Нравились журналы, рекламирующие шерстяную вязаную одежду. Все глухо, закрыто. Но модель так смело выставляла ногу в кожаном сапоге, что клетчатая юбка все так же, как и на фотографиях «трусастых» девчонок, выдавала зрителю стройную ногу, до самого-самого того места.
Музейные скульптуры, давшие уроки «ощупывания» женских фигур под одеждами (с идеальной Дианой на вершине), были сделаны не для меня, а для всех и на века. «Для всех и навсегда» было их истинной одеждой и снижало сексуальную сторону этого женского дела. Коненков со своими голенькими, чуть угловатыми девицами все-таки учил идеалу и оттаскивал, буквально волок тебя от живых фигур и тел. Мухина и Коненков сделали из меня ценителя, и впоследствии среди живых девчонок долго выбирал девочку с идеальной фигурой. Подключался «прогнозный механизм», вплоть до низменных и тайных подвалов души, чтобы предугадать самую важную составляющую, - а как долго эта идеальная (только для меня) красота сохранится.
Ясная «малость времени». В этом «малом времени жизни» нужно было решать половой вопрос. Ну, так и надо решать раз и навсегда – и чтоб твоя избранница была соблазнительно красивой в 17 лет (чтоб нарезвиться с девушкой от души). Но чтобы и в пятьдесят (вот где нужен дар предвидения) она, жена твоя, была свежей и стройной красавицей.
Предвидение не подвело меня (и это одна из главных удач моей маленькой жизни). И в пятьдесят моей женой любуются разные толстые хмыри. Многие любили мою жену – и Володька Бесстрашников, и Серега Монтели. Хорошие люди любили Ирку. А вот бабы – к пятидесяти старые и безобразные, с какими-то опухшими ногами и иссохшими грудями – ее искренне недолюбливали (а то и ненавидели) за долгую красоту. Ирка же на эти сложности только и говорила с победными нотками в голосе: «Ха-ха!»
Очень доволен и я, со своей мухинской суровой жаждой к красоте: не приходится тратить жизненные силы (а самое главное – время) на решение бабского вопроса (скандалы, замена старой жены на новую, и не единожды). Есть жена. Родила двоих сыновей. Временами женщина необузданная. Но прекрасная и в пятьдесят. Стройная, как в 20 лет. Только чуть пополнели груди. Но не опали, а торчат бодро, будто и не рожала. Моя страсть к красоте удовлетворена.
В любой момент это могу потрогать. Нет проблем.
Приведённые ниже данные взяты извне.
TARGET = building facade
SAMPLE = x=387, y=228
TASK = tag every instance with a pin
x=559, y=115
У Ирины никогда не было женских придурств. Мол, сделай то-то или купи мне то-то, или у меня болит голова, давай займемся этим завтра. Ирина знает, что человек я небогатый и купить что-то сверхъестественное ей не смогу. Подчинять свою жизнь ей никогда не стану. Она – женщина и прекрасно понимает, зачем, в общем-то, нужна мне, мужчине. И, как женщина, делает все-все, приятно до невозможности и по моему желанию. Как бы так, как я хочу. Но в итоге оказывается, все прошло так, как хотела именно она.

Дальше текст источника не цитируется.